Change is finally coming to RHA buildings, but should they sue for damages incurred while they waited?
Theresa Cooly has lived in the Richmond Housing Authority’s Hacienda complex for long enough to know that change doesn’t happen over night. That’s why, in December, Cooly decided to take change into her own hands and organize a lawsuit against the RHA.
“We have been through so much stuff living here, we just wanted things to get better,” Cooly explains. “After all that attention in February we thought something would change, and when it didn’t we decided to see if we could get a lawyer involved.” Her claim? That the squalid conditions of Hacienda make the RHA legally liable for neglect and harm to the residents.
Cooly’s plans didn’t work out — not enough residents were willing to come forward publicly— and the claim crumbled. The quick rise and fall of her plans is not uncommon in such cases (lawsuits against housing authorities are notoriously difficult to pursue), but still, the question lingers: Do the residents of Hacienda have grounds for a lawsuit? And if so, what’s stopping them?
Over 330 days have passed since RHA Executive Director Tim Jones proclaimed that Hacienda is “uninhabitable” in response to a series of damning articles by the Center for Investigative Reporting. Intentionally or not, when Jones declared the building unfit for people to inhabit, he also acknowledged that the building under his management had breached what is known in legal jargon as the “Warranty of Habitability.”
In plain English, this means that the various problems plaguing the building are extreme enough to make the space legally unfit for human living. Conditions that push a building past the Warranty of Habitability include, according to California Civil Code, toxic mold, bug infestations, ceiling leaks, and plumbing issues, to name a few. Each one of these examples has been detailed by tenants of Hacienda, offering enough evidence to prove that the RHA violated civil code.
After an initial push to move tenants out immediately, the RHA and the Richmond City Council decided to apply for funds from the United States Department of Housing and Urban Development (HUD) to relocate Hacienda tenants and renovate or demolish the building. The decision came when the city and the housing agency realized that neither was in any fiscal state to cover the estimated costs of over $657,000 required to move out the tenants.
In the months since the building was declared uninhabitable, Hacienda’s tenants have stagnated in a building that violates the legal requirements for acceptable housing.
Why Not Sue?
Residents of Hacienda (and other RHA-operated buildings) have enough evidence to make a legal case, so what’s holding them back?
“People are afraid,” Cooly says with disappointment. “Most people living here are disabled or elderly, and they don’t want to get in trouble. They’ve heard of retaliation against people who speak up, and they don’t want that. They’re tired.”
Cooly tried to rally a group of disgruntled neighbors into joining her in pursuing multi-tenant litigation with the RHA to no avail. In the end, Cooly didn’t have enough for a case, and even if she had, the judicial steps required for such a case would have been difficult.
“There are so many judicial processes in place that make it difficult to sue a housing authority,” explains Marcia Rosen, Executive Director of the National Housing Law Project. “From filing the proper paper work, to gathering enough evidence, to finding a lawyer willing to take on a housing authority — it’s an arduous endeavor.

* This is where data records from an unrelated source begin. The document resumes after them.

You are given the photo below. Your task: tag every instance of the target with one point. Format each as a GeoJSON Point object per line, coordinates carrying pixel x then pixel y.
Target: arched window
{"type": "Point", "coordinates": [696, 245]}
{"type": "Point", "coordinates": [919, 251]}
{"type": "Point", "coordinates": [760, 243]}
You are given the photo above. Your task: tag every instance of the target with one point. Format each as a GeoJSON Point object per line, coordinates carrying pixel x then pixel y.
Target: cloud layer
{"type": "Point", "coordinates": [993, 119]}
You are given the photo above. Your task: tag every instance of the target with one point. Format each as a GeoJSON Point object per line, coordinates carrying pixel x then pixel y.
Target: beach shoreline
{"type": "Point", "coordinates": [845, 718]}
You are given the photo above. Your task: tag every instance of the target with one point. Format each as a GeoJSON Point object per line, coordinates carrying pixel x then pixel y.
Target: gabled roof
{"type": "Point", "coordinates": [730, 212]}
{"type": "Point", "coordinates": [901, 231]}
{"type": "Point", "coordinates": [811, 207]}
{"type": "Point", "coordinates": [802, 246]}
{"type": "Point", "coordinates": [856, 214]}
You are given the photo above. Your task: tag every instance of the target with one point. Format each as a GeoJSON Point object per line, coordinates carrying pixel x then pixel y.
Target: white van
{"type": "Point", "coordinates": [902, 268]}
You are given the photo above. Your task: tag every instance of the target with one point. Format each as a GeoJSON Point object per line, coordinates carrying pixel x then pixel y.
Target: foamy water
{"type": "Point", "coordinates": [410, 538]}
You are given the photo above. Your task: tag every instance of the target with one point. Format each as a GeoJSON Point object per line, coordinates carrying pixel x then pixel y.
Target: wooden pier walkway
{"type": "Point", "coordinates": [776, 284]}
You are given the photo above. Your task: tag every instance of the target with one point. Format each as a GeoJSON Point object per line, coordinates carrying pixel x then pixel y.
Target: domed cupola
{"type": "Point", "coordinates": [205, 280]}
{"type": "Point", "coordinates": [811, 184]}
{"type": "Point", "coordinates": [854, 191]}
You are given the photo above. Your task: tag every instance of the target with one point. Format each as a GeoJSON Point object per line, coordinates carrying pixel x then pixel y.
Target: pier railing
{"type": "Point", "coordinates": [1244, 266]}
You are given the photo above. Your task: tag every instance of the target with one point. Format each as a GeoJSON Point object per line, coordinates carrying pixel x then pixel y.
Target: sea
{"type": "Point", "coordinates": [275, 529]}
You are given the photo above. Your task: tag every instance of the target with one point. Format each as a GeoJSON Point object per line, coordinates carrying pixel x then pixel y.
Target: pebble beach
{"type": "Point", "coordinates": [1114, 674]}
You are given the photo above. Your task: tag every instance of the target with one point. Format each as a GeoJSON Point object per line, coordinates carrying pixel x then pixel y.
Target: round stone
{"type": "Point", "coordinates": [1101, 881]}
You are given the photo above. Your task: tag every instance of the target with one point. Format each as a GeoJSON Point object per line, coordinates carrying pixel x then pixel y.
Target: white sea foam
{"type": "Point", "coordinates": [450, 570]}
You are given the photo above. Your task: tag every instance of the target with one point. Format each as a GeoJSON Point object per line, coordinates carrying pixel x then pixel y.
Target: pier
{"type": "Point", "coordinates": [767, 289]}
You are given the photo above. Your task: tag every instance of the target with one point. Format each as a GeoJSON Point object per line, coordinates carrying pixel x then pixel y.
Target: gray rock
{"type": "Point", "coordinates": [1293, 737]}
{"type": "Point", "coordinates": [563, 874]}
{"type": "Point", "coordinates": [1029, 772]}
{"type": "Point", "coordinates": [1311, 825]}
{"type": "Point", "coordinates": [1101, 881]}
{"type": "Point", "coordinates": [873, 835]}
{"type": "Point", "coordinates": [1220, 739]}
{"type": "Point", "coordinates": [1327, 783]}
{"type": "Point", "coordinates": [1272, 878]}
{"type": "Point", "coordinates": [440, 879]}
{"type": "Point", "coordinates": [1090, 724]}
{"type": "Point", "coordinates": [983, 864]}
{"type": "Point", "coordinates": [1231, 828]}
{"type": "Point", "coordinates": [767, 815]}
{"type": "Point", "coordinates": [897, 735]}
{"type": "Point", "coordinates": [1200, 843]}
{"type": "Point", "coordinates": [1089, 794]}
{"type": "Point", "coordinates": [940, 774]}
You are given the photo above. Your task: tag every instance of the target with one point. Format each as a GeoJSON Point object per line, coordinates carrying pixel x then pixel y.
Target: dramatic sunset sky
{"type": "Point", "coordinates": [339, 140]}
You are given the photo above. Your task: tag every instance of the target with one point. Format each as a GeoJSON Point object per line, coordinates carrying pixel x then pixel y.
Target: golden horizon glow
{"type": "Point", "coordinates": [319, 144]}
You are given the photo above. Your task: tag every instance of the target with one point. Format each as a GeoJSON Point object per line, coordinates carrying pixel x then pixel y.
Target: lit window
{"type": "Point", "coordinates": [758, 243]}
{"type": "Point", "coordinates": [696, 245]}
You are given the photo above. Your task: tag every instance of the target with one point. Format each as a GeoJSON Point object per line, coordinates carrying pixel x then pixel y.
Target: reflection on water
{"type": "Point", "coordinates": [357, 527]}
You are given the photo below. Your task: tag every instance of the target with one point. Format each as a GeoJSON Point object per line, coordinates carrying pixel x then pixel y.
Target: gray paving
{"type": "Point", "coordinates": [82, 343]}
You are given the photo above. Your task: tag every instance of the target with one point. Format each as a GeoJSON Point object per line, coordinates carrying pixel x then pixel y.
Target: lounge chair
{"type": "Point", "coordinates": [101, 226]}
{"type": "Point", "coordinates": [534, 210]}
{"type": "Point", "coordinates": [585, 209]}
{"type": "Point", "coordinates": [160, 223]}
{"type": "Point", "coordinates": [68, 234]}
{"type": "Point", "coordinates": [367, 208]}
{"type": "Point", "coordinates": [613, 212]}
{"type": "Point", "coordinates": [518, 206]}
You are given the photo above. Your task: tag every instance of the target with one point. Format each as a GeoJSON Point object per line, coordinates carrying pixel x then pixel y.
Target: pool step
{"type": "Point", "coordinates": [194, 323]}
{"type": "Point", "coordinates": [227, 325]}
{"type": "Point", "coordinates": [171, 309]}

Between people’s jobs and personal lives, many just don’t have the time to put into this.”
But, with the proper team dedicated enough to pursue charges, a case is feasible. “If people feel that they have been retaliated against or wronged, there are certainly legal options for them,” explains Ophelia Basgal, HUD Regional Administrator. “If they can demonstrate that, this should be something that they should explore.”
It’s no secret that Hacienda residents have enough evidence to pursue a legal case against the RHA, and Cooly’s isn’t the first attempt at a lawsuit. A federal suit was filed on behalf of residents by the firm Bryant & Brown after the initial shock at Hacienda’s conditions. At the time, Meredith Brown, an attorney on the case, told CIR “We need to make sure this thing gets resolved so when the limelight goes away, we don’t go in circles again.”
Unfortunately, that is exactly what has happened. No legal ramifications have yet to hit the RHA as a result of the conditions in Hacienda.
Cooly may not have gotten her lawsuit, but change is coming to Hacienda. This past weekend Mayor Tom Butt announced in his “E-Forum” newsletter that the Demolition/Disposition application for funds to renovate or demolish Hacienda was approved by HUD.
Next, an application for Tenant Protection Vouchers, a legalese for money to relocate Hacienda residents, needs approval from HUD. Mayor Butt explained in the same “E-Forum” that he is working to expedite the process and have the funds secured by the end of the month. Over 11 months after the issue first made headlines, the RHA is finally close to fulfilling the promise they made improve Hacienda and move our tenants.
For residents like Theresa Cooly, this progress may be too little too late. “I still plan on pursuing my rights, even if it’s just me,” she explains. Cooly may not have her fellow residents or history on her side, but at least she has evidence.